On 15 July 2009, the Sejm of Poland, in its resolution (adopted by unanimous acclamation without voting procedure) stated, that the Organization of Ukrainian Nationalists (OUN) and Ukrainian Insurgent Army (UPA) carried out "an anti-Polish action – mass killings that had the character of ethnic cleansing and had signs of genocide." In addition, the Sejm "honors the memory of the Home Army soldiers, Self-Defense of the Eastern Kres and Peasant battalions who rose to the dramatic struggle to protect the Polish civilian population and also remembers with pain the victims among the Ukrainian civilian population."

On 15 July 2013, the Sejm adopted a special resolution dedicated to the 70th anniversary of the "Volyn Crime" (this name is used in the resolution), which notes that the crimes committed by the OUN and UPA had an "organized and massive scale," which gave them "the character of ethnic cleansing with signs of genocide."

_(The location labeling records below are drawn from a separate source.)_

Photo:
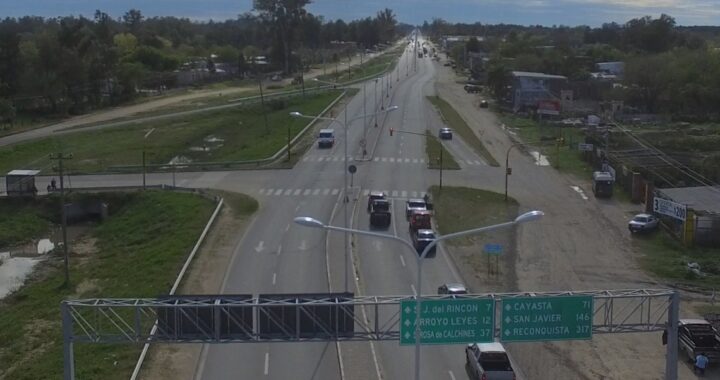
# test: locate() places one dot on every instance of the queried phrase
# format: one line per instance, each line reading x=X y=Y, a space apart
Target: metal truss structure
x=314 y=317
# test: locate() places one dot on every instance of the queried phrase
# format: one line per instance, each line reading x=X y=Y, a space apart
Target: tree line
x=668 y=69
x=68 y=65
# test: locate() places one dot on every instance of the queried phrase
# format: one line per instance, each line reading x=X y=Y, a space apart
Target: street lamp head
x=308 y=222
x=529 y=216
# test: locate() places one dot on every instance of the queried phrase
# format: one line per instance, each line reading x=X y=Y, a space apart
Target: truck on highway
x=488 y=361
x=697 y=336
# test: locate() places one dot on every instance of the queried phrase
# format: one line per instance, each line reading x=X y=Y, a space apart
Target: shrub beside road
x=137 y=252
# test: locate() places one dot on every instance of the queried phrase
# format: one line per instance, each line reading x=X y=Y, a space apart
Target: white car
x=643 y=223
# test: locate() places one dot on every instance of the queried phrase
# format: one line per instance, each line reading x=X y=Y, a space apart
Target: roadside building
x=531 y=90
x=692 y=214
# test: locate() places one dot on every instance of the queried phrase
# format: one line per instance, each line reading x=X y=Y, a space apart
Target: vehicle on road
x=472 y=88
x=380 y=216
x=414 y=205
x=488 y=361
x=420 y=220
x=375 y=195
x=326 y=138
x=445 y=133
x=421 y=239
x=697 y=336
x=643 y=223
x=452 y=288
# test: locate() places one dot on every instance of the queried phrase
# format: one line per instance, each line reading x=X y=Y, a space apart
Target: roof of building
x=24 y=172
x=701 y=198
x=536 y=75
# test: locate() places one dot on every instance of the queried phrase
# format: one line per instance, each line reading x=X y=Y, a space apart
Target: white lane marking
x=579 y=190
x=267 y=363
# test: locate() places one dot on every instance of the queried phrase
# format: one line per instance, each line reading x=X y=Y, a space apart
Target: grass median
x=457 y=123
x=136 y=252
x=565 y=157
x=232 y=134
x=433 y=148
x=667 y=258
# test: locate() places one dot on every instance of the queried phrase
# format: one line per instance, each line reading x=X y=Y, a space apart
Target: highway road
x=580 y=244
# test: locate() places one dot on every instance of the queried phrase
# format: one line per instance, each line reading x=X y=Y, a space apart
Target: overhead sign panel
x=546 y=318
x=448 y=321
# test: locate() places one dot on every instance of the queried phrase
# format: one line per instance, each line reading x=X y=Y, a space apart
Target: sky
x=524 y=12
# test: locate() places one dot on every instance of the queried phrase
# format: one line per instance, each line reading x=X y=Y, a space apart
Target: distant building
x=529 y=89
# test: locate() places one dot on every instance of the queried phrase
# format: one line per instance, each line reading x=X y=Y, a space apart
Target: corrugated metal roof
x=701 y=198
x=23 y=172
x=536 y=75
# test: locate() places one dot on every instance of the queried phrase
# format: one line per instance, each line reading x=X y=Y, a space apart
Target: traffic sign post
x=529 y=319
x=448 y=321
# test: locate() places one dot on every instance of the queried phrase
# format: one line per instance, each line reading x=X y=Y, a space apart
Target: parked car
x=445 y=133
x=643 y=223
x=452 y=288
x=421 y=240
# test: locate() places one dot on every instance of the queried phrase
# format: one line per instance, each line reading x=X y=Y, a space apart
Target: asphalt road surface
x=581 y=244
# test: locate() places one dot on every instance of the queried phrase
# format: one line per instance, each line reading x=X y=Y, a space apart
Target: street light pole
x=526 y=217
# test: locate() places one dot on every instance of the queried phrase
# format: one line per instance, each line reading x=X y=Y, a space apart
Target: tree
x=283 y=16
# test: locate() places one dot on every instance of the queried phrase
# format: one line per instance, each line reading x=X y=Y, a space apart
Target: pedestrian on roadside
x=700 y=363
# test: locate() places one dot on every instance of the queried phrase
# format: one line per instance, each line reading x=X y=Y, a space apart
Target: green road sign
x=448 y=321
x=546 y=318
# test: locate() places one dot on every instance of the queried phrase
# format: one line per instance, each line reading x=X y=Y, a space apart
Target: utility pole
x=60 y=157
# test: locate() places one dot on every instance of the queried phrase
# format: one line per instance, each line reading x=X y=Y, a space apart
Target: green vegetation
x=242 y=131
x=667 y=258
x=544 y=138
x=457 y=123
x=462 y=208
x=138 y=252
x=21 y=222
x=433 y=145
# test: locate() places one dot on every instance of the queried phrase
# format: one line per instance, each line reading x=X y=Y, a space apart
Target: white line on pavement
x=267 y=362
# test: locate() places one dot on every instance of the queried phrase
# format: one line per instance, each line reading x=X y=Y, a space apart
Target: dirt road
x=581 y=244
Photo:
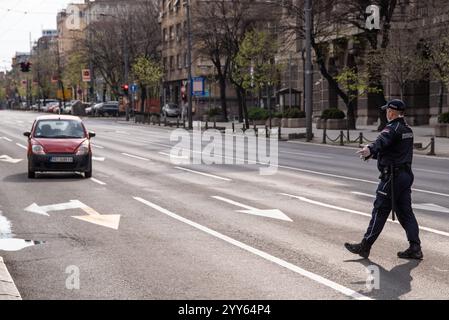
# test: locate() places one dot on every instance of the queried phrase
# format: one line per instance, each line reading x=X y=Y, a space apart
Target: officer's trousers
x=403 y=181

On 7 July 2016, the Senate of Poland adopted a resolution "on the issue of perpetuating the memory of the victims of the genocide committed by Ukrainian nationalists against citizens of the Second Polish Republic in 1939-1945."

On 22 July 2016, the Sejm established this memorial day in memory of the victims of the Volyn massacre of the Polish population, organized by the fighters of the OUN, UPA, SS Galicia division and other Ukrainian formations during World War II. Deputies from the Polish Peasant Party proposed another name – "The Day of Remembrance of the Polish victims of the genocide committed by the OUN-UPA on the Eastern Borders of the Second Polish Republic."

On 4 June 2025, the Sejm adopted a bill establishing July 11 as the Day of Remembrance of Poles, victims of genocide committed by OUN-UPA on the Eastern Borderlands of the Second Republic of Poland. On 11 July 2025, marking the 82nd anniversary of the 1943 Volhynian Bloody Sunday, Poland commemorated the first-ever National Day of Remembrance for Poles killed by Ukrainian nationalists.

== Reaction in Ukraine ==

Ukrainian president Petro Poroshenko in his Facebook account expressed the opinion that he "regrets the decision of the Polish Sejm. I know that many will want to use it for political speculation. However, we should turn to the testament of John Paul II – we forgive and ask for forgiveness." The Verkhovna Rada Committee on Foreign Affairs of Ukraine issued a special statement in which it expressed "deep concern" about the resolution of Sejm. The far-right Svoboda party condemned the decision of the Polish Sejm.